A tool that scores your NuGet packages & gives you suggestions to improve them.
This tool is under active development & results should be taken with a grain of salt.
> dotnet tool install --global score
Examine a specific package.
> USAGE:
score <PACKAGE_NAME> <VERSION> [OPTIONS]
EXAMPLES:
score <PACKAGE_NAME> <VERSION>
ARGUMENTS:
<PACKAGE_NAME> The package name to score
<VERSION> The version of the package to score
OPTIONS:
-h, --help Prints help information
score Autofac 6.1.0
Scores are created based on the following categories(heavily inspired by pana):
- Following NuGet Conventions
- Providing Documentation
- Supporting Multiple Platforms
- Passing Static Analysis
- Supporting Up-To-Date Dependencies
NuGet packages are expected to follow certain file layouts when organizing a package. Most importantly make sure you:
- Provide a valid .nuspec or project properties.
- Ensure all Urls are valid and use https. (TODO)
- Provide a valid LICENSE. Preferably a permissive open source license.
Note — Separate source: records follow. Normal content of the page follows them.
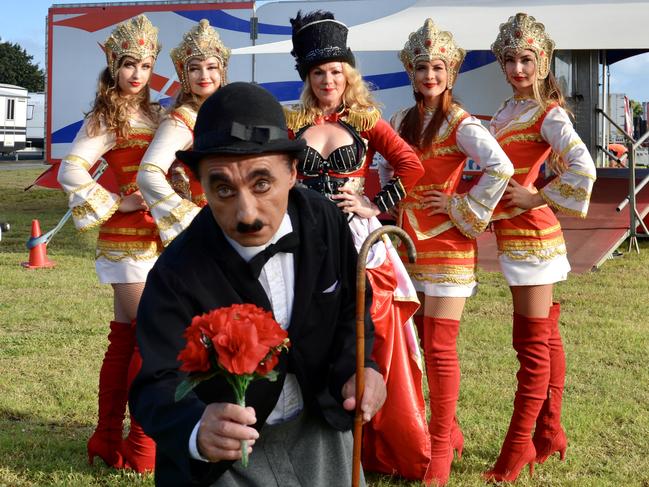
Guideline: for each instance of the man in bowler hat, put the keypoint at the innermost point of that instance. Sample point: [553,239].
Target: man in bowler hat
[298,427]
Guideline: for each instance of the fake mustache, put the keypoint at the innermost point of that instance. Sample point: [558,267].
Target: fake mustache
[250,227]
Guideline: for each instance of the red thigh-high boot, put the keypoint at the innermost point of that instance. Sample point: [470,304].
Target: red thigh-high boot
[443,373]
[138,449]
[549,436]
[106,440]
[530,340]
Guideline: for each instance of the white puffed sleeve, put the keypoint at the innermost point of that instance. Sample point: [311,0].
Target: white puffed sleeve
[570,191]
[470,212]
[172,213]
[91,203]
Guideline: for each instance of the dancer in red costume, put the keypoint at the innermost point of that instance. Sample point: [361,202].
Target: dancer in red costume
[119,128]
[532,126]
[443,224]
[343,129]
[201,62]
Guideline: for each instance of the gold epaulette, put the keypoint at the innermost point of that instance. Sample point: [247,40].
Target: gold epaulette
[360,119]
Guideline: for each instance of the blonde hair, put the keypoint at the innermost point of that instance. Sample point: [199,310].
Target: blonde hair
[356,95]
[114,110]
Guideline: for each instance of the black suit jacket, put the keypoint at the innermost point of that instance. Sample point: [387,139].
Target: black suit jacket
[200,271]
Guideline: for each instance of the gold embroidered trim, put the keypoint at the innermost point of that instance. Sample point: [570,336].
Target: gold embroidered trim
[427,187]
[200,200]
[107,245]
[440,152]
[477,225]
[568,191]
[128,231]
[479,203]
[505,245]
[521,138]
[147,166]
[444,254]
[563,209]
[529,233]
[83,186]
[125,143]
[455,270]
[129,187]
[176,215]
[78,160]
[111,211]
[582,174]
[430,233]
[497,174]
[540,254]
[361,120]
[570,146]
[149,254]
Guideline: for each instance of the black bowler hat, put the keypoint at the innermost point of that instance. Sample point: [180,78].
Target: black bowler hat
[319,38]
[240,118]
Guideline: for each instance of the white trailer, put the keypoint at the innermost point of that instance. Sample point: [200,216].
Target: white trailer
[13,118]
[260,38]
[36,121]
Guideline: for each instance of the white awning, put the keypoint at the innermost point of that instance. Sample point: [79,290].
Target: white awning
[576,24]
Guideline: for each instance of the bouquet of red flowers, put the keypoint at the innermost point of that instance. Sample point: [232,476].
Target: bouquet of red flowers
[241,342]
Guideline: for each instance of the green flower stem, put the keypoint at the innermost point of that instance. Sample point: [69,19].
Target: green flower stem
[240,384]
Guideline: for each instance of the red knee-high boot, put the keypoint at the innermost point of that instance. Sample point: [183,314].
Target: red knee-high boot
[138,449]
[549,436]
[106,440]
[443,373]
[530,340]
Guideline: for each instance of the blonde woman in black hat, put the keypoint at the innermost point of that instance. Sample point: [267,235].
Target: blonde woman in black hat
[201,61]
[343,129]
[119,128]
[260,241]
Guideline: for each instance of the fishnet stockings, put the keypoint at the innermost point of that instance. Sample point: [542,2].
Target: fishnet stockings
[441,307]
[126,299]
[532,301]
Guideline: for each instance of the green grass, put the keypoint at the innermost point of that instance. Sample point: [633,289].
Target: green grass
[53,326]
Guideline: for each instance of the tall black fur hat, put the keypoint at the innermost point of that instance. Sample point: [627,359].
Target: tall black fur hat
[319,38]
[240,118]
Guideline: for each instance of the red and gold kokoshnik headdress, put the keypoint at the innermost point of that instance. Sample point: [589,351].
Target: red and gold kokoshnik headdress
[136,37]
[201,42]
[429,43]
[522,32]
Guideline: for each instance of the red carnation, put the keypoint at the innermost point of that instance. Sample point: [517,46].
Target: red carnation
[242,342]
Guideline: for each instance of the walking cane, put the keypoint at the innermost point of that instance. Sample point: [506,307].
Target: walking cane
[46,237]
[371,239]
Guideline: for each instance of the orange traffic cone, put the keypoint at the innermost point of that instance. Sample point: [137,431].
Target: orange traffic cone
[38,254]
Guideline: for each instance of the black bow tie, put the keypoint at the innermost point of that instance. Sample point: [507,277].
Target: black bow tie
[288,243]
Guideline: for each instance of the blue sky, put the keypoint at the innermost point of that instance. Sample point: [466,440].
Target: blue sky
[24,22]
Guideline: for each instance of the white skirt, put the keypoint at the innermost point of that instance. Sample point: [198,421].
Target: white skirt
[534,271]
[126,270]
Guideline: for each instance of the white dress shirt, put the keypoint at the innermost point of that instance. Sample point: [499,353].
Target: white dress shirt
[277,277]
- Provide a README.md. (Upcoming)
- Provide a RELEASENOTES/CHANGELOG.md (Upcoming)
Packages can include documentation in two main areas:
- Including an example inside your package. (TODO)
- At least 20% of the public API members containing API documentation.
Packages are encouraged to support multiple platforms to allow developers to support a wide variety of platforms. .NET supports many platforms.
score checks for two portable frameworks to ensure packages are both compatible and provide the latest functionality:
- .NET Standard 2.0: The most compatible framework that supports majority of platforms.
- .NET 5: The latest framework that allows you to leverage the newest platform features.
For more information on .NET 5 and .NET Standard, see the following docs.
Packages go through a static analysis tool to determine if the package has any major health or security issues. These checks help ensure you are using the latest tooling to secure your software supply chain such as reproducible builds, compiler flags, source link, and much more. (TODO)
This section is not implemented.
Packages will be checked to ensure their dependencies are the latest version.
Additionally they will be scanned for any known vulnerabilities or deprecated packages in those dependencies and warn you if you should take on a later version or suggested alternative. (TODO)
Wonderful tools already exist that do some of this such as dotnet-outdated which will check outdated dependencies. snitch which will check to see if you can remove unneeded transitive packages.
This tool does it's best job to provide many of the best practices of authoring NuGet packages. There are many best practices that do not exist in this tool today & will be considered in a future release. Please create a new issue with your favorite best practice if one is missing here!
Please feel free to test this tool against any package & report any issues! This tool is a proof of concept & likely doesn't support every case. It's goal is to work against NuGet package Dependency
types, but NuGet hosts more than just dependencies, so you can also try running this tool against Template
and DotNetTool
packages as well to see what happens! If you'd like to support these cases more, open up a issue or PR!
Any compelling package best practice check will be considered & PRs are gladly accepted!